When I was a fifteen-year old fledgling I used to have this dream that I would someday end up in art school. It was partly why I pushed to get into IB, even after my mother told me they couldn’t spare the money for the registration-I wanted to land into a decent art school abroad, and get some scholarships in the process.
Seven years later that dream is not realized, though it may very well have been, if not for my dad (“you’re only seventeen, you can’t move to the states and live alone”) and my colonel (? I think his rank was something along that line-either way, he was that heavy military guy) uncle-in-law (“don’t be stupid, study management instead and be the boss of those graphic designers”). In short, those two authority figures had an influence over the decision I made.
When I graduated university (majoring in not art, obviously, rather something that comes with hefty paychecks at calculable risk with considerable slack time) my dad came to me and asked me if I would like to resume my previous dream of going to art school. I flat out refused, and I did so with little to no feeling at all. Maybe it was that, for the last four years, I had been telling myself the same thing: I didn’t need it, and it wouldn’t do me any good, anyway; I repeated this over and over like a mantra on my way to a fucking pain in the ass Controlling class.
Being a little older I think I can understand what my dad and the colonel meant now. When I look at the people who I know that actually went to art school, it makes me cringe to see them struggle-from what I’ve found, either they’re not working at art-related jobs at all, or more rarely, putting up with the ridiculously underhanded advertising industry.
And knowing what I know of myself, I wouldn’t have been able to stand either.
I wouldn’t have enjoyed being a university graduate working a job where high-school graduates, though ‘specialized’, would be preferred over me for knowing more AutoCAD. I wouldn’t have enjoyed getting wanker’s cramp from drawing the same naked model for hours for years, and then after graduating, proceed to create the same generic crap anyone with a pair of functioning eyeballs (bonus: and the knowledge of the words ‘minimal’ and ‘helvetica’) can shit out in two hours in InDesign. I wouldn’t have enjoyed having to go to fucking DeviantArt to open commissions and to piss on my dignity by accepting to draw anime for thirteen year olds with some pocket money because mine is running dry.

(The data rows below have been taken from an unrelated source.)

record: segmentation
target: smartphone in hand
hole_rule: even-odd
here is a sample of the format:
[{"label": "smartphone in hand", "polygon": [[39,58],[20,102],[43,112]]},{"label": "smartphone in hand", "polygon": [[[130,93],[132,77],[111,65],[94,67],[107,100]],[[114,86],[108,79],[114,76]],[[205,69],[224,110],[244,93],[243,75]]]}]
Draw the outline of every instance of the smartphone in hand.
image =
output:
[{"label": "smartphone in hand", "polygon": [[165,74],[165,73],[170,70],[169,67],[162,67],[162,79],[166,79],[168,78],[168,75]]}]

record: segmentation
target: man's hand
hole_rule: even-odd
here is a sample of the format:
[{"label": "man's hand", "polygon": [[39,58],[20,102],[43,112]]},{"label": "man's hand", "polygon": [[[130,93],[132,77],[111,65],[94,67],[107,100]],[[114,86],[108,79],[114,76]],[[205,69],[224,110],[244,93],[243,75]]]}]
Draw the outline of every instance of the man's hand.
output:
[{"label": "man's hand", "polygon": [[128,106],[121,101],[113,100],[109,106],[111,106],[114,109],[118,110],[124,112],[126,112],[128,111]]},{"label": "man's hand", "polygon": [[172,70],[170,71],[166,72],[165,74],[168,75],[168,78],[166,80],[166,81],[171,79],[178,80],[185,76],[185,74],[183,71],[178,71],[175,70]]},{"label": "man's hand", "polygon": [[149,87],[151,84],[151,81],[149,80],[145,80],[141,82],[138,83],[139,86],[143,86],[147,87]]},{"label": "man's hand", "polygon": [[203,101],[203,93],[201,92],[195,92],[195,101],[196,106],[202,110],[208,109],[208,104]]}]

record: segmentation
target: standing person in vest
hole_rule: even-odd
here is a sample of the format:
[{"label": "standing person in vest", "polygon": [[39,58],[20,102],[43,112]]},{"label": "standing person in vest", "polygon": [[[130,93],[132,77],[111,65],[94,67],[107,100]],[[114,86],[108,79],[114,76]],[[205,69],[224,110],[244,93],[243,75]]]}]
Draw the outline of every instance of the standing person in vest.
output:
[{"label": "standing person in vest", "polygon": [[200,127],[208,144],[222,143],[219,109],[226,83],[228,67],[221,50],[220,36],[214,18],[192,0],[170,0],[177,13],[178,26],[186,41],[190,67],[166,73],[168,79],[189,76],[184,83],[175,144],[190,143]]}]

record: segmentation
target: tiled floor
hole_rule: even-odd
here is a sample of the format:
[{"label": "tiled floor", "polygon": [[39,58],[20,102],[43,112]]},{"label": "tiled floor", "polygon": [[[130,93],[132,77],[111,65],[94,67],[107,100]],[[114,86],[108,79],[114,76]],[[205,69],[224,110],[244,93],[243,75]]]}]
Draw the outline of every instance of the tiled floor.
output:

I realize I am coming off as completely infantile, what with being so disillusioned with art school despite never having went to one. Call it my attempt to console myself-I don’t care. I just sometimes find myself being sad for other people if their years of effort is simply wasted, or, especially, people with considerable talent who have to whittle themselves down to conform, when they could be so much more.
If I could talk to my fifteen-year old self I would tell myself the following:
· Stop drawing anime. Listen to your seventy-year-old art professor great-uncle. He is not talking out of his ass. Anime will only bog you down and make you memorize shit without learning them. This will bite you in the ass when you have to push all that shit you memorized out of your brain when you eventually decide to draw seriously. The only thing it will help you with is to improve your linework, and even that is going to get fucked when you learn that pencil drawings are about shadows, not lines.
· Stop getting instant gratification from deviantArt. Surrounding yourself with likeminded anime artists who say good things about what are obviously shit drawings will send you spiraling down that rabbit hole, and you will find out too late that it is, in actuality, a shit hole. Do not shoo away the thirty-year-old comic artist guy when he attempts to give you constructive criticism. Even better, stop getting instant gratification from places where said likeminded anime artists poke fun at Chris-chan and Sonic fanart done by thirteen year olds on deviantArt in an attempt to feel better about their shitty anime.
· Stop crying about art school. It’s one of those things you’re better off without. You will still be drawing, and without some idiot professor shoving deadlines in your face. You can learn color theory from people who know what they’re talking about on the internet, instead of some talentless dickhead who gets a paycheck for bullshitting in some shitty university-the good lectures are right there online. Failing that, LOOMIS. No, seriously, fucking /ic/ and its list of pdfs will help you more.
· Draw. Motherfucker.
Case in point: Drawing again. Time for more studies.